I will try to gently push the board tonight and see if I can work more than 30 minutes on it

echnidna
30th November 2007, 02:56 PM
As the motor isn't getting warm the most likely problem is the thermal overload switch is defective

EMistral
30th November 2007, 02:58 PM
any idea where I could get a replacement switch?

bpj1968
30th November 2007, 03:01 PM
I've had one and had no real problems with it. The blades need replacing as I used it to dress painted/dirty wood. that was an hour or two worth of work and I used it to take off a fair amount at a time, up to 2 mm.

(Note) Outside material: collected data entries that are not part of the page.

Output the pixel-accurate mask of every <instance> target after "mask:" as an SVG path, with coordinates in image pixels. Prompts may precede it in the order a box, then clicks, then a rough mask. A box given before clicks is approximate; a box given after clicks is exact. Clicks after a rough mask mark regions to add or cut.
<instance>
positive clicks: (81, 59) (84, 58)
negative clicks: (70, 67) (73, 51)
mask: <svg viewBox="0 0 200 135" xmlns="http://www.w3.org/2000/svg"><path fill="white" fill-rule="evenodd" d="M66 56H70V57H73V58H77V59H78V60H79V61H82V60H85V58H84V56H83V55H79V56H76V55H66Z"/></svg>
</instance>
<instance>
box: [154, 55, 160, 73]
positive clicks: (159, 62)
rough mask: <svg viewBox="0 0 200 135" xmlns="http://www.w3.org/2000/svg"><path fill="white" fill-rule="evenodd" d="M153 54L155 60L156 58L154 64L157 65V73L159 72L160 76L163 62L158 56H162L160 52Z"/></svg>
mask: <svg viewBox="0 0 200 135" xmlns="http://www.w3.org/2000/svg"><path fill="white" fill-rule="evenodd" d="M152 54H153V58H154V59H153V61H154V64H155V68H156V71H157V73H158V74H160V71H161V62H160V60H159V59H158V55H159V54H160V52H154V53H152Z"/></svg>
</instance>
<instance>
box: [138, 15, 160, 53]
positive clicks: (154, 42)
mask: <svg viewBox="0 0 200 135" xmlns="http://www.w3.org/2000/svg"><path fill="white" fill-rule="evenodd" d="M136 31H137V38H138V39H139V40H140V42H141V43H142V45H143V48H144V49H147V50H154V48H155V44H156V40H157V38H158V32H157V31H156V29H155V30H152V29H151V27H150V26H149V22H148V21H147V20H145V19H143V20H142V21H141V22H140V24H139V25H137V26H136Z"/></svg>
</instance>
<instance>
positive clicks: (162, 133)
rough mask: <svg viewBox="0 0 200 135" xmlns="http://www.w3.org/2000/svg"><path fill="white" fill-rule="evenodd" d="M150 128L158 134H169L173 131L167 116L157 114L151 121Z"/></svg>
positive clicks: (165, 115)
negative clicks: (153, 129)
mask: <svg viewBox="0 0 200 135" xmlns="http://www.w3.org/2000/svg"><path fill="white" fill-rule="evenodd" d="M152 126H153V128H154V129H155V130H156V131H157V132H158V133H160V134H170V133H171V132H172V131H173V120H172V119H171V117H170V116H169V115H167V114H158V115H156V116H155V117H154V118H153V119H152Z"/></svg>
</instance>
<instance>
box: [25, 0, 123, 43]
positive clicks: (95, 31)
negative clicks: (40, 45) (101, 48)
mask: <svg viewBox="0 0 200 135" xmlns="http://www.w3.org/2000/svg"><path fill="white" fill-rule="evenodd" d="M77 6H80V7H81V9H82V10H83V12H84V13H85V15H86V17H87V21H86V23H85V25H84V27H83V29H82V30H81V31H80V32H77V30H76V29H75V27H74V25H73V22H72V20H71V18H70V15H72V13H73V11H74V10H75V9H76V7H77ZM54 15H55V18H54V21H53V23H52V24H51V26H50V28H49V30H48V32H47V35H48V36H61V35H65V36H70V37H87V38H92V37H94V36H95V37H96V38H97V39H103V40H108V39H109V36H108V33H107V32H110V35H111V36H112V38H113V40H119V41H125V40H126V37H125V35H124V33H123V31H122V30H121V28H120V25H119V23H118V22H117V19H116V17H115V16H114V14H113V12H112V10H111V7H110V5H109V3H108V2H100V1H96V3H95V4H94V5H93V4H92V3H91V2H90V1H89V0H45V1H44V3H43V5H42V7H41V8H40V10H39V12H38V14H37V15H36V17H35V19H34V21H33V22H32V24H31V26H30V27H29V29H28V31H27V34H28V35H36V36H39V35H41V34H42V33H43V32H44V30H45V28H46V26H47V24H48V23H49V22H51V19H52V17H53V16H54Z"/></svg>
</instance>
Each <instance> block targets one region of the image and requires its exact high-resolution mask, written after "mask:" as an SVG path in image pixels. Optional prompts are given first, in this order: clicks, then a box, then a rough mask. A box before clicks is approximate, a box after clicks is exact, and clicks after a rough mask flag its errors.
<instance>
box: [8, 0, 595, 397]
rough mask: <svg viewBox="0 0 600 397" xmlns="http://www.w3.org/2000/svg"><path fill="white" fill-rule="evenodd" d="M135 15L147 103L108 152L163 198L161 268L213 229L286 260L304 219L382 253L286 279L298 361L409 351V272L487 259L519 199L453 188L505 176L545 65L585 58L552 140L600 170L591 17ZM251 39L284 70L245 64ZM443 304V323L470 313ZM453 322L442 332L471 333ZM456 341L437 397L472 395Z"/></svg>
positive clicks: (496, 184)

The blades are double sided. check to make sure that they are facing the right way. When you remove the cover the cutting edge should be nearest you.

You don't say what length the borads are, but as suggestd it is only a light machine and the board may be too heavy for the rollers to feed. As suggested try and push the board through at about the same pace taht it wants to pull.

Big Shed
30th November 2007, 03:03 PM
If it is only about a year old it should still be under warranty, if it is not under warranty then GMC should be able to supply a replacement switch. If they won't supply direct, then try Bunnings, Mitre 10 or Home Hardware.

To establish whether it is the switch, try by-passing it first, shouldn't be very hard to do.

flynnsart
30th November 2007, 03:14 PM
Our hafco thichnesser died a while back and we bought a chinese one badged Rexon. After some usage of it it stopped working and we took it back to the shop and the switch was replaced. Then we started thicknessing 10 35mm x about 150mm boards (ironbark air dried for 10 years). We dont take huge passes. After they had all had a few passes both sides the cuttout switch activated, and would not reset for over 1/2 an hour. So we went to town. When we came back it was fine.

I dont think this machine is as good as the previous two we have had, even though they seem to have similar motor set ups etc. The first one we had was a Jet, and I dont think we ever tripped the switch on it, except when the switch got full of sawdust! and tripped itself. Mind you, we used a lot greener timber in those days.

We have decided to work around this problem, by setting up two jobs to do at once. ie. plane a set of boards, sand the boards or dimension them, then plane another set of boards and so on. I think not shoving boards continuously through the thicknesser, but waiting 10 or 20 seconds between passes could help keep it cooler.

I would like to get a dust extractor to hook up to it as I reckon the extra air getting sucked through the machine would be a huge help. Another thing I was thinking of doing was mounting a small fan blowing down on the motor somehow.

Donna

EMistral
30th November 2007, 03:28 PM
The boards range between 60 cm and 1.1m in length.
It is more than a year but maybe this one has a 2 years warranty. Need to check tonight.
If so then I'll bring it back

bsrlee
30th November 2007, 08:02 PM
Its a bit obvious but - try blowing/vacuuming the thing out thoroughly. I have the Ryobi, the GMC's 1st cousin, and I was surprised at the quantity of shavings that had built up inside the casing despite having it connected to a a shopvac. A big wad of shavings could be blocking air flow & causing the thermal overload to trip prematurely & stay that way.

corbs
1st December 2007, 08:06 AM
I have a GMC one at the moment and I love it but am very aware of its limitations. One suggestion I didn't see mentioned... wax the bed. I find that a bit of Ubeaut traditional wax makes a massive difference and regularly do my thicknesser and triton top with it.

Corbs

echnidna
1st December 2007, 08:38 AM
anthing is going to work hard with ironbark

SAISAY
1st December 2007, 09:28 AM
We have exactly the same problem with a GMC benchgrinder, we threw the angle grinder out when it happened to that one, but we do not use the benchgrinder that often.
An electrician explained to me that it is the wiring, aka the insulation on the wire, that is the problem, it is too thin and overheats quickly, then triggers the thermal switch. As he said "you get what you pay for".